Он вынул часы из жилетного кармана.

– Через пять минут, как мне думается. Вы ведь подведете Роуз поближе, чтобы она могла слышать? – В голосе его прослеживалась тревога, и Лили почувствовала, как оттаивает ее сердце от сознания того, как сильно он любит дочь. «Довольно, Лили», – строго осадила она себя. Сегодня она видит его в последний раз. Другого раза не будет. И вдруг Лили почувствовала, как к глазам подступают слезы. «И об этом тоже не думай», – отчитала она себя.

Об этом не думай, о том не думай. О чем же тогда думать, если почти ни о чем думать нельзя? О том, какой славный выдался сегодня денек? Или о вчерашнем дожде, который умыл город и тихо ушел, сделав свое дело? О том, что парк и вправду мил, что есть там и тенистые аллеи, и удобные скамейки, и ухоженные клумбы?

И еще о том, что на одной из таких маленьких скамеек сидит королева. Да-да, она самая. Самая настоящая Королева с большой буквы.

О боже! Если раньше Лили тревожилась о том, что ее могут узнать, то сейчас Лили охватил самый настоящий ужас.

– Мисс Лили, пора. Вы не могли бы подвести Роуз как можно ближе? – Глаза их встретились, и ничто в его взгляде не сообщило Лили, что он ее понимает. А ведь она искренне верила в то, что он – ее первая и последняя настоящая любовь. Видно, у влюбленных и в самом деле мутится разум.

– Вы видели королеву? – сдавленным шепотом спросила она.

Герцог лишь мельком взглянул на правительницу всего необъятного королевства.

– Да. – Он пожал плечами. – Прошел слух, что она намерена посетить это мероприятие.

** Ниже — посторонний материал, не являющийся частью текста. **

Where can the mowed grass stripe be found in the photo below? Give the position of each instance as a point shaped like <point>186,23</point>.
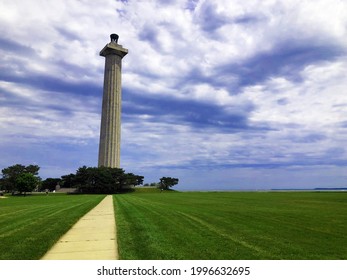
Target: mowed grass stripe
<point>232,225</point>
<point>30,225</point>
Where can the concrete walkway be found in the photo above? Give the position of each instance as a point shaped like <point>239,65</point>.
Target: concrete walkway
<point>93,237</point>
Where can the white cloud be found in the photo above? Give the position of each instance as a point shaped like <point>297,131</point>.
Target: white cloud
<point>277,65</point>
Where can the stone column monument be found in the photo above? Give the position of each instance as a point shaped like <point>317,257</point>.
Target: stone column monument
<point>109,146</point>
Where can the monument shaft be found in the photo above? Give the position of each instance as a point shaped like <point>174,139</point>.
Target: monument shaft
<point>110,131</point>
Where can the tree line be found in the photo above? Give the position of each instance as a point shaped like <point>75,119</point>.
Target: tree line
<point>21,179</point>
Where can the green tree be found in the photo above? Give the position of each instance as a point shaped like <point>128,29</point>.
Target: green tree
<point>10,174</point>
<point>50,183</point>
<point>167,182</point>
<point>26,182</point>
<point>68,181</point>
<point>104,179</point>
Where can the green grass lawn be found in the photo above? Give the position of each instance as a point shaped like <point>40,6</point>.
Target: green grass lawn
<point>234,225</point>
<point>30,225</point>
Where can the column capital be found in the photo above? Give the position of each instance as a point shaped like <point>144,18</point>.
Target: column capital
<point>115,49</point>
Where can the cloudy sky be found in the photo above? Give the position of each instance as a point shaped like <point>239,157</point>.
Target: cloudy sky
<point>220,94</point>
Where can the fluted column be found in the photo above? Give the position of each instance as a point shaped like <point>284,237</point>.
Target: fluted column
<point>110,131</point>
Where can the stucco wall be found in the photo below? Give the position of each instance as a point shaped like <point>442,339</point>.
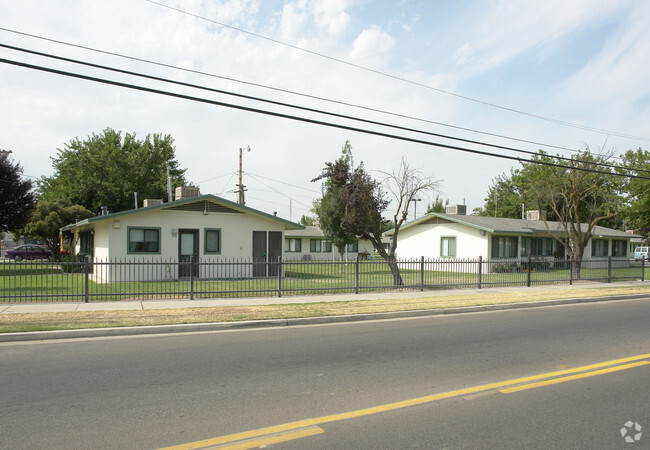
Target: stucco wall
<point>111,243</point>
<point>425,240</point>
<point>305,253</point>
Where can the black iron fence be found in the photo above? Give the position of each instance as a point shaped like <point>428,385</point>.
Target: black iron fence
<point>85,280</point>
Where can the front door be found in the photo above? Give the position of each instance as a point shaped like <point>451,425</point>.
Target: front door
<point>259,253</point>
<point>275,251</point>
<point>188,253</point>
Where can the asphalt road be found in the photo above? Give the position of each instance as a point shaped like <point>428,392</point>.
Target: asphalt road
<point>157,391</point>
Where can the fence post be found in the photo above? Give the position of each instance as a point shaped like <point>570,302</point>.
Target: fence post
<point>421,273</point>
<point>356,275</point>
<point>642,269</point>
<point>192,277</point>
<point>86,276</point>
<point>279,276</point>
<point>609,269</point>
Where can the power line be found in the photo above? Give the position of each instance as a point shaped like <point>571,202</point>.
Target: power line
<point>307,120</point>
<point>289,105</point>
<point>352,105</point>
<point>405,80</point>
<point>275,190</point>
<point>282,182</point>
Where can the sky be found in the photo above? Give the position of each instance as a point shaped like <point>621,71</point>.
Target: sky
<point>553,75</point>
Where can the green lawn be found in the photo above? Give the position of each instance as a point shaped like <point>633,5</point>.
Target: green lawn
<point>33,282</point>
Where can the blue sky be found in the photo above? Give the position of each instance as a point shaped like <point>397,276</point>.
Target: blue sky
<point>582,62</point>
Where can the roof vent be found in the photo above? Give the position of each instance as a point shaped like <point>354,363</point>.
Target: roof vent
<point>461,210</point>
<point>184,192</point>
<point>151,202</point>
<point>536,215</point>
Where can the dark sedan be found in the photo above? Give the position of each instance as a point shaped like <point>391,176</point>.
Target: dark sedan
<point>28,252</point>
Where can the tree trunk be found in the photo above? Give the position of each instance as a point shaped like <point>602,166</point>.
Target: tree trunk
<point>576,263</point>
<point>394,270</point>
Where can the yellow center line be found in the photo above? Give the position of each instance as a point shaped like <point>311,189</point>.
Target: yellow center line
<point>398,405</point>
<point>573,377</point>
<point>274,439</point>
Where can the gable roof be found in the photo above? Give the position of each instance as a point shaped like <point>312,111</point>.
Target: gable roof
<point>206,202</point>
<point>500,225</point>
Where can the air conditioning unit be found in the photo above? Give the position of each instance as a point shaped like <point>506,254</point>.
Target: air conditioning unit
<point>151,202</point>
<point>456,209</point>
<point>183,192</point>
<point>536,215</point>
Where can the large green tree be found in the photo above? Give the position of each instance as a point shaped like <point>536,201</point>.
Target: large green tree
<point>579,196</point>
<point>16,195</point>
<point>49,217</point>
<point>364,199</point>
<point>108,168</point>
<point>331,208</point>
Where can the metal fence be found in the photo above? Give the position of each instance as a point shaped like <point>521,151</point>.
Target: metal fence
<point>83,280</point>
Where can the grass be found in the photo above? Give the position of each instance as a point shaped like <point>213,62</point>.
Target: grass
<point>99,319</point>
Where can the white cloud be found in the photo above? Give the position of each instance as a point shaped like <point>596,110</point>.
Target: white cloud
<point>371,47</point>
<point>331,16</point>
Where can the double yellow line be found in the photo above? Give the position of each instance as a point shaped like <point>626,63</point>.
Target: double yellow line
<point>310,427</point>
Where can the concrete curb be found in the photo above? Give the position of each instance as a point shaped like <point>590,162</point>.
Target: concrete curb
<point>271,323</point>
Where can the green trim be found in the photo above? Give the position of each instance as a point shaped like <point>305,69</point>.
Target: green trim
<point>128,240</point>
<point>205,241</point>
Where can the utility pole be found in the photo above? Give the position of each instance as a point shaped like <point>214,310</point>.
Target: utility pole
<point>241,185</point>
<point>415,210</point>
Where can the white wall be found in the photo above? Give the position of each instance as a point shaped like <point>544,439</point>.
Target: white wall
<point>305,253</point>
<point>110,238</point>
<point>424,240</point>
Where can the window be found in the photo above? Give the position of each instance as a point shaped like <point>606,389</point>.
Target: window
<point>599,247</point>
<point>619,247</point>
<point>144,240</point>
<point>448,247</point>
<point>352,248</point>
<point>537,247</point>
<point>212,241</point>
<point>504,247</point>
<point>315,245</point>
<point>293,245</point>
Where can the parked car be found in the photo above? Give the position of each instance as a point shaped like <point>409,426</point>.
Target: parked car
<point>642,253</point>
<point>28,252</point>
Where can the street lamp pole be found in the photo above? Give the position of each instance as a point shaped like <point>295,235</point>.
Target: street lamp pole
<point>240,185</point>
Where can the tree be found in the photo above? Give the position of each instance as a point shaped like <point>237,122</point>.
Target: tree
<point>16,196</point>
<point>503,199</point>
<point>49,217</point>
<point>107,169</point>
<point>364,201</point>
<point>331,209</point>
<point>438,205</point>
<point>637,198</point>
<point>578,197</point>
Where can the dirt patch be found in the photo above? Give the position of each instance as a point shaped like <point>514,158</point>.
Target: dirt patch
<point>100,319</point>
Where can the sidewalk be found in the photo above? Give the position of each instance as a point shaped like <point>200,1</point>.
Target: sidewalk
<point>21,308</point>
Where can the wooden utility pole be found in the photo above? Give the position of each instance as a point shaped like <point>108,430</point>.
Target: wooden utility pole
<point>241,186</point>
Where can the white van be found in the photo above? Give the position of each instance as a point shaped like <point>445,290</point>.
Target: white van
<point>642,253</point>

Ее величество большая любительница природы.

Судя по всему, присутствие королевы нисколько не поколебало его легендарную самонадеянность. А как же иначе? Он же герцог, в тысячный раз напомнила себе Лили. Герцог к королевской семье ближе, чем кто бы то ни было из обычных людей. В то время как она настолько близко подошла к тому, чтобы называться падшей женщиной, насколько может подойти женщина не падшая.

– Роуз? Мисс Лили? – повелительно-властный голос герцога вывел ее из задумчивости и вернул в настоящее. В настоящее, где она по-прежнему находилась на волоске от падения. – Прошу сюда, – сказал он и направился к группе юных и не очень леди из высшего общества. Настоящих леди, в отличие от нее, Лили. На зеленой лужайке расставили садовые кресла, и в одном из них сидела симпатичная молодая женщина, которая улыбнулась, заметив герцога.